Before YouTube there was Google Video, which was moderately successful (it was just that YouTube was more successful, so it got acquired).
But there are just my opinions, of course.
Google3/Borg ecosystem should have been productized but that'll never happen now the way things are evolving.
Facebook marketplace and groups are other successful (IMO) sub-products that might not get built if "stick to your knitting" was the mantra.
I think the real answer lies in the fact that at a public company, you will need to answer to shareholders, but at Valve, you actually need to answer to the whims of benevolent dictator Gabe Newell.
Innovative products every 4 years? Lol, if Facebook waited that long at any point in time it'd have died.

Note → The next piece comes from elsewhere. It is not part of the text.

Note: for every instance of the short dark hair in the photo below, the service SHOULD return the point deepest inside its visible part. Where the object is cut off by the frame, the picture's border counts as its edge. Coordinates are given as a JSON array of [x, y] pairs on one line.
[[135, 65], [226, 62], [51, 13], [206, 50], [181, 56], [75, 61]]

Comparing Valve to Meta head-to-head is simply ridiculous. I'm not even sure which specific products you had in mind. Did you mean "Meta Quest"? Literally, each division within Meta is fighting in a different sector
Valve has been operating in the same market for 27 years and has consequently built a loyal and enthusiastic fan base.
Even if you believe Meta is directly competing with Valve, it's embarrassing for Valve, as someone in their position should be undisputed in their niche and have the market in deadlock.
Meta can tap a billion people to play social games.
And Valve had plenty of competition and they knew their audience pretty well to make digital purchases something to consider for many. Plus, they simply have the better product.